Until recently, Vietnam’s banks remained a no-go zone for most investment funds, due to their chronic problems of non-performing loans and low levels of transparency. However, it seems that the financial industry regained some of its attractiveness this year, with new laws promising to tackle bad debts and international standards forcing banks to enhance their efficiency.
Foreign investors are taking notice of the banking sector’s improvements. Two weeks ago, the €417 million ($491.62 million) PYN Elite Fund spent $40 million on 4.99 per cent of TPBank’s shares, making its first foray into the domestic banking sector. In the year prior to this investment, TPBank also received $75 million of trade finance from the Asian Development Bank and $18 million of capital from the International Finance Corporation.
This shows investors’ newfound confidence in the bank, ranked in 2012 on the list of struggling lenders but having since cleaned up its bad loan portfolio and restructured its business.
In October, Vietnam Opportunity Fund (VOF), managed by VinaCapital Group, acquired a nearly 5 per cent stake at Orient Commercial Bank in a deal valued at $11 million. Andy Ho, chief investment officer of VinaCapital, said that this was “a rare opportunity” to buy a sizeable stake at a bank that has strong growth potential.
Finance is also one of the prioritised sectors for VOF in the next three years, as stated at its annual investor conference. Before its plunge into holdings at Orient Commercial Bank, Eximbank was the only investment that VOF had made in the banking sector.
Other commercial banks such as HDBank and Techcombank are also seeking foreign investors before their listings next year. HDBank’s representatives recently revealed that the bank will finalise selling 20 per cent of shares to four or five investors, aiming to raise $300 million.
Analyst Lam Nguyen from Viet Dragon Securities pointed out that Vietnamese banks can now accelerate their cleanup of bad debts thanks to a recovering economy, growing consumer confidence, and especially Resolution 42, which paves the way for banks to sell collaterals. A loosened monetary policy also helps with credit growth.
“Credit rating agencies such as S&P and Moody’s have upgraded their ratings for some Vietnamese banks, and financial institutions are enjoying a favourable macro-environment. The initiation of Resolution 42 will boost the recovery rate of bad debts,” Nguyen said.
According to Viet Dragon Securities, the banking industry in Vietnam achieved high profit growth in the first half of 2017, as net profits grew by 39 per cent from the same period last year, while return-on-equity increased to 7.5 per cent from 5.7 per cent.
It is interesting to note that at this moment, Vietnamese banks seem to be attracting more financial investors than strategic ones. A recent example is VPBank, which managed to raise $1.2 billion from 80 investment funds before its listing, after its refusal of strategic partnerships. CEO Nguyen Duc Vinh explained that it is difficult to find a strategic partner that shares the same vision with the bank.
“Some foreign banks see Vietnam just as a short-term investment, so they don’t bring their best practices to us. There are also conflicts between the banks’ international practices and the Vietnamese business environment,” said Vinh. VPBank previously partnered with Singapore’s OCBC Bank, between 2006 and 2013.

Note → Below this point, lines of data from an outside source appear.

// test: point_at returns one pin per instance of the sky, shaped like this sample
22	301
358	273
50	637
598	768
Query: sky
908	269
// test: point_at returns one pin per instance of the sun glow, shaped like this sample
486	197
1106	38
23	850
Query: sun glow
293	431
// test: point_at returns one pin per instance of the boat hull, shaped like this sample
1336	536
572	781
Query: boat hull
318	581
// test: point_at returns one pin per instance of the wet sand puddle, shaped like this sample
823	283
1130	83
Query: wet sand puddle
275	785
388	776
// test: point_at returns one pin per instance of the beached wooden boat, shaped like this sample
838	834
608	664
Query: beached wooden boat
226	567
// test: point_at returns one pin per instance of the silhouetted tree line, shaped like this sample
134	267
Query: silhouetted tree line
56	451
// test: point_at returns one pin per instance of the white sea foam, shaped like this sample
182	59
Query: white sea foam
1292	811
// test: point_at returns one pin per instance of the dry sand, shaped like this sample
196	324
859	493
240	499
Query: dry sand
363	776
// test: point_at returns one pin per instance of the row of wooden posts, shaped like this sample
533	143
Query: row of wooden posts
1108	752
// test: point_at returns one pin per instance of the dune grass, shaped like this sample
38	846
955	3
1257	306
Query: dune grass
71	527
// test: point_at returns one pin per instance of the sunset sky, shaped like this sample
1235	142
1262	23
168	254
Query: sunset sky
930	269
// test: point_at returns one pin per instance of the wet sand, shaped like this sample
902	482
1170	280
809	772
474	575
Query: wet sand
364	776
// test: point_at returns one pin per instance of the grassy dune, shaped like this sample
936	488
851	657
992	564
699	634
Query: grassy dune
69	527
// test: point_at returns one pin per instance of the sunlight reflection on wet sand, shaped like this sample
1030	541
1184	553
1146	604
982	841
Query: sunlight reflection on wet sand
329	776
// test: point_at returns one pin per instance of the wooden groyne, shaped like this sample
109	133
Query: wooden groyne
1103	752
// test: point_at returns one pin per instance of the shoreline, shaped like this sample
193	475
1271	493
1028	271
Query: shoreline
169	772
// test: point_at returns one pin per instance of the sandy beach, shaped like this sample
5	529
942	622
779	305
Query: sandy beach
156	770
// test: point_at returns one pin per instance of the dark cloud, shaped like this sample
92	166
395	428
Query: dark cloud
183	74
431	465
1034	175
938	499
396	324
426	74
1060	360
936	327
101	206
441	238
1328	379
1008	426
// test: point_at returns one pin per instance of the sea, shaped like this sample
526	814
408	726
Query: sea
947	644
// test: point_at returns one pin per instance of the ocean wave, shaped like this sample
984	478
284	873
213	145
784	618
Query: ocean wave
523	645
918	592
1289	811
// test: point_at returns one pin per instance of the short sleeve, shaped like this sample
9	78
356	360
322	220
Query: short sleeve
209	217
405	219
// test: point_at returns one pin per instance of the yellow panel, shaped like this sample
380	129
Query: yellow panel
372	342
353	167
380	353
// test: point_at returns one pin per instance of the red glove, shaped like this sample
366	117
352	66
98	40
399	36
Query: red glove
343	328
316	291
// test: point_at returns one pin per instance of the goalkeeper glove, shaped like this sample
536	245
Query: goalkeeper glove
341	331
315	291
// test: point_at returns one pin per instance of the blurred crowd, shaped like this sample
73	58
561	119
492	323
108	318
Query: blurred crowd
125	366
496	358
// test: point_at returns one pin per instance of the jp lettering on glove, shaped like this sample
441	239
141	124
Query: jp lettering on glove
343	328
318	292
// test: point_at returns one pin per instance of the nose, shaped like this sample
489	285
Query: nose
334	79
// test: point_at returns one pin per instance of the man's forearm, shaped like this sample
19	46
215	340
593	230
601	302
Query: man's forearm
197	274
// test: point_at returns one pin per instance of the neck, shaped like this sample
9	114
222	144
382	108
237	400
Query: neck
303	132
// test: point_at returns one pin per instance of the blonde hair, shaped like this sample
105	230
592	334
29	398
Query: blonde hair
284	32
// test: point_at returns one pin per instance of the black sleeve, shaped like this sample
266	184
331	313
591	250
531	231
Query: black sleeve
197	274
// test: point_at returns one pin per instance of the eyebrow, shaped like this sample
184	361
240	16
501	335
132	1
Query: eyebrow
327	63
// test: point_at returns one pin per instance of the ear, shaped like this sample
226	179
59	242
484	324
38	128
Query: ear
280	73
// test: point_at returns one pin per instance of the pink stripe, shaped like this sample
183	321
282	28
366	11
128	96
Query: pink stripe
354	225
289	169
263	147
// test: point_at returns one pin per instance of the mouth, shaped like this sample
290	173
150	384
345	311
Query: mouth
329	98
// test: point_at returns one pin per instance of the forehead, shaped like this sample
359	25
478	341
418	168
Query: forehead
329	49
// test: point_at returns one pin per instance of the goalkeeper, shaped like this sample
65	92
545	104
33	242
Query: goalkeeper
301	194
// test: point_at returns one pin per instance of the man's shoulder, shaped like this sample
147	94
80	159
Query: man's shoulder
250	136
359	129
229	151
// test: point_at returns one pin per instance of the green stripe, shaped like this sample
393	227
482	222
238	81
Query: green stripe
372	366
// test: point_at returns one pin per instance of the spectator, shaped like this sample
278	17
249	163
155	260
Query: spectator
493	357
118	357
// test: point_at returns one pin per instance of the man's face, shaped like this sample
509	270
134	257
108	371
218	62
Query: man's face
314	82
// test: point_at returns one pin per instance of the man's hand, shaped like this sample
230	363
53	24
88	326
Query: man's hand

Economic expert Le Xuan Nghia pointed out that more and more financial investors are keen on Vietnamese banks, and their taste can be different from strategic partners. Specifically, instead of buying a small, struggling bank or an over-valued major one, financial investors now opt for up-and-coming small lenders.
“Foreign funds, as purely financial investors, tend to choose banks that have good corporate governance and strong growth potential,” said Nghia.
On the downside, according to Vietnamese law, a non-bank investor is only allowed to own at most 5 per cent of a Vietnamese bank, while a foreign bank can buy up to 10 per cent. This cap can be a challenge for investment funds competing to buy stakes at good lenders.